14. The one or more non-transitory computer-readable storage media of claim 12, wherein the second selection of the first location within the first part comprises a selection in the user interface of a selectable portion of the first part.

15. The one or more non-transitory computer-readable storage media of claim 12, wherein the instructions, when executed by the at least one processor, further cause the at least one processor to perform steps comprising:

generating, using the generative machine learning model, a remainder of the machine assembly based on the first part and the second part; and

displaying the remainder of the machine assembly in the user interface.

16. The one or more non-transitory computer-readable storage media of claim 12, wherein the instructions, when executed by the at least one processor, further cause the at least one processor to perform steps comprising:

receiving a fourth selection of a second portion of the first part in the user interface;

identifying, using the generative machine learning model, a third part from the virtual parts inventory connectable to the first part based on the fourth selection of the second portion of the first part; and

displaying the first part and the third part in the user interface without the second part, wherein the first part and the third part comprise a second portion of the machine assembly.

17. The one or more non-transitory computer-readable storage media of claim 12, wherein the instructions, when executed by the at least one processor, further cause the at least one processor to perform steps comprising saving, in a data store, the first portion of the machine assembly as a first design branch.

18. The one or more non-transitory computer-readable storage media of claim 17, wherein the instructions, when executed by the at least one processor, further cause the at least one processor to perform steps comprising generating a second design branch associated with the machine assembly, wherein the second design branch is associated with a second portion of the machine assembly that is different from the first portion of the machine assembly.
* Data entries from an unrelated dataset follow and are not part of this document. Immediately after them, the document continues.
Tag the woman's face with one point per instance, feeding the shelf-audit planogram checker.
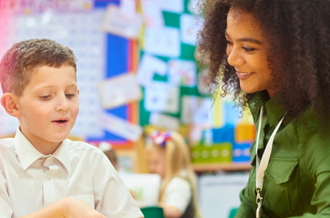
(247, 52)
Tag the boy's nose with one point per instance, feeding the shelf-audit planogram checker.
(234, 57)
(62, 104)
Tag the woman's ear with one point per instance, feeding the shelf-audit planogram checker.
(9, 102)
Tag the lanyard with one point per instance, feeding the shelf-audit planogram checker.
(260, 169)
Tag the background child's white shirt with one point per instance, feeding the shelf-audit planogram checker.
(178, 193)
(30, 180)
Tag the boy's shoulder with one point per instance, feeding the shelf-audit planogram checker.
(7, 144)
(80, 147)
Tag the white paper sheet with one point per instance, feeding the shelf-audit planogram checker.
(121, 127)
(128, 8)
(194, 7)
(190, 26)
(117, 23)
(162, 41)
(161, 97)
(148, 67)
(165, 121)
(144, 187)
(119, 90)
(182, 73)
(152, 13)
(175, 6)
(196, 110)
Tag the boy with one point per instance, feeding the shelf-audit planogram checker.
(43, 174)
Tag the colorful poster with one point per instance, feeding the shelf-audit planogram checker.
(161, 97)
(162, 41)
(121, 127)
(182, 73)
(118, 23)
(148, 67)
(119, 90)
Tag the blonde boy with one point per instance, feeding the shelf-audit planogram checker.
(43, 174)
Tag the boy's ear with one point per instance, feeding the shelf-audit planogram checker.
(8, 101)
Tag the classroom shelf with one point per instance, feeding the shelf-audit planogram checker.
(221, 167)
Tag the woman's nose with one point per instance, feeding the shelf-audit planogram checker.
(234, 56)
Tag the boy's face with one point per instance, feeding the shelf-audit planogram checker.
(49, 106)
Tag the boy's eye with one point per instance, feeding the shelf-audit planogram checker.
(70, 95)
(45, 97)
(248, 49)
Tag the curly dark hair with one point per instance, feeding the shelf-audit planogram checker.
(298, 33)
(19, 62)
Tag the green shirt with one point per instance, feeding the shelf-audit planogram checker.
(297, 179)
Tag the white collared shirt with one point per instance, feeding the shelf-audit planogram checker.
(30, 180)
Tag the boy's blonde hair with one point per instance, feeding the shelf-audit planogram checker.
(177, 159)
(19, 62)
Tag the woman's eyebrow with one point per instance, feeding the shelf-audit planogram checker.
(247, 39)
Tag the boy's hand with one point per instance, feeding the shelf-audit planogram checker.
(68, 207)
(79, 209)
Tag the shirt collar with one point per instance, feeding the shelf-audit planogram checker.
(28, 154)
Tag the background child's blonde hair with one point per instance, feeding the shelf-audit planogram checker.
(177, 159)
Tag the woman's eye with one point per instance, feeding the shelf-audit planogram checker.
(248, 49)
(45, 97)
(70, 95)
(228, 42)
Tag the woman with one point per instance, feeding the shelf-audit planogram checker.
(275, 56)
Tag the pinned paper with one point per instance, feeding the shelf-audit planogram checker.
(231, 112)
(190, 26)
(152, 13)
(182, 73)
(143, 187)
(204, 83)
(165, 121)
(161, 97)
(196, 110)
(194, 7)
(117, 23)
(119, 90)
(148, 67)
(121, 127)
(175, 6)
(128, 8)
(162, 41)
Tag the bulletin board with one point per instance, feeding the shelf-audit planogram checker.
(187, 53)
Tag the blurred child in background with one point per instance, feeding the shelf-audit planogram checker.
(168, 155)
(110, 153)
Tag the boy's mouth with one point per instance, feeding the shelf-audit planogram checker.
(61, 121)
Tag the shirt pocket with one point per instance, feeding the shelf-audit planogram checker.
(88, 199)
(281, 186)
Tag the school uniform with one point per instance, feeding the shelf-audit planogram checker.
(30, 180)
(178, 193)
(297, 179)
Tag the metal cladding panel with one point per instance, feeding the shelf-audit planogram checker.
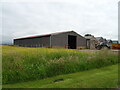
(61, 40)
(33, 42)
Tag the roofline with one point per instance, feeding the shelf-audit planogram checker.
(44, 35)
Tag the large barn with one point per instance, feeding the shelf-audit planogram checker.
(68, 39)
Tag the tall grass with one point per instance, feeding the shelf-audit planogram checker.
(23, 64)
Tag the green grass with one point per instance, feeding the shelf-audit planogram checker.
(106, 77)
(21, 64)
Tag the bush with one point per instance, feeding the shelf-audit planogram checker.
(24, 64)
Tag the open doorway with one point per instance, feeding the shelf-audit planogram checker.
(71, 42)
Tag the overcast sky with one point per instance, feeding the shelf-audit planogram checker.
(22, 18)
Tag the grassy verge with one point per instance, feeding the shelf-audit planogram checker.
(24, 64)
(106, 77)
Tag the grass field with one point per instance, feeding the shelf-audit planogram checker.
(21, 64)
(106, 77)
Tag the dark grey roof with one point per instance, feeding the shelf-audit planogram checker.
(44, 35)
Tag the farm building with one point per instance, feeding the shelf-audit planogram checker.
(68, 39)
(91, 41)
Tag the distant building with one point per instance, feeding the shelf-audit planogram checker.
(69, 39)
(91, 41)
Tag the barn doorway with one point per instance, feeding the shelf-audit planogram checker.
(71, 42)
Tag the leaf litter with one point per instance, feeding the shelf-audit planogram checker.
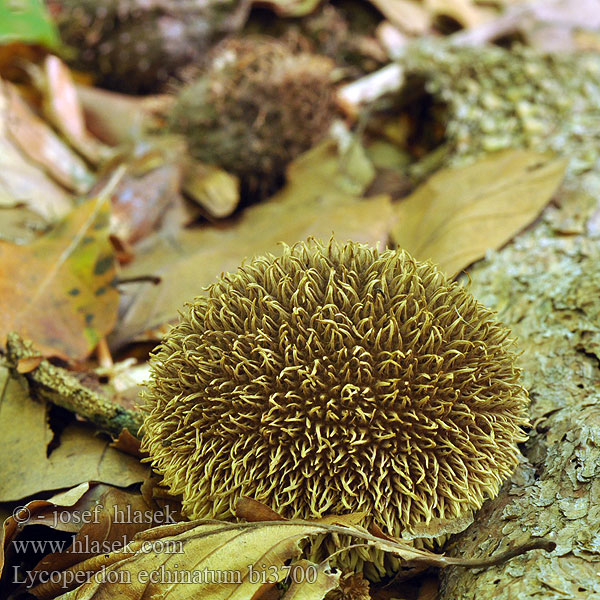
(49, 157)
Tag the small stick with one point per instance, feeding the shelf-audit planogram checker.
(58, 386)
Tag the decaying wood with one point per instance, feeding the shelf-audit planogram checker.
(546, 285)
(60, 387)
19. The one or more non-transitory computer-readable storage media of claim 12, wherein the instructions, when executed by the at least one processor, further cause the at least one processor to perform steps comprising generating at a plurality of textual tokens associated with plurality of design constraints and the first selection of the first part, the instructions further causing the at least one processor to at least provide the plurality of textual tokens to the generative machine learning model.

20. A system, comprising:

one or more memories storing instructions; and

one or more processors that are coupled to the one or more memories and, when executing the instructions, are configured to perform steps for iteratively generating machine assemblies according to design constraints, the steps comprising:

receiving a plurality of design constraints that define properties of a machine assembly;

receiving a first selection of a first part via a user interface, the first part selected from a virtual parts inventory;

identifying, using a generative machine learning model, a second part from the virtual parts inventory, the second part connectable to the first part based on the plurality of design constraints and a second selection of a first location within the first part; and

displaying the first part and the second part in a user interface, wherein the first part and the second part comprise a first portion of the machine assembly.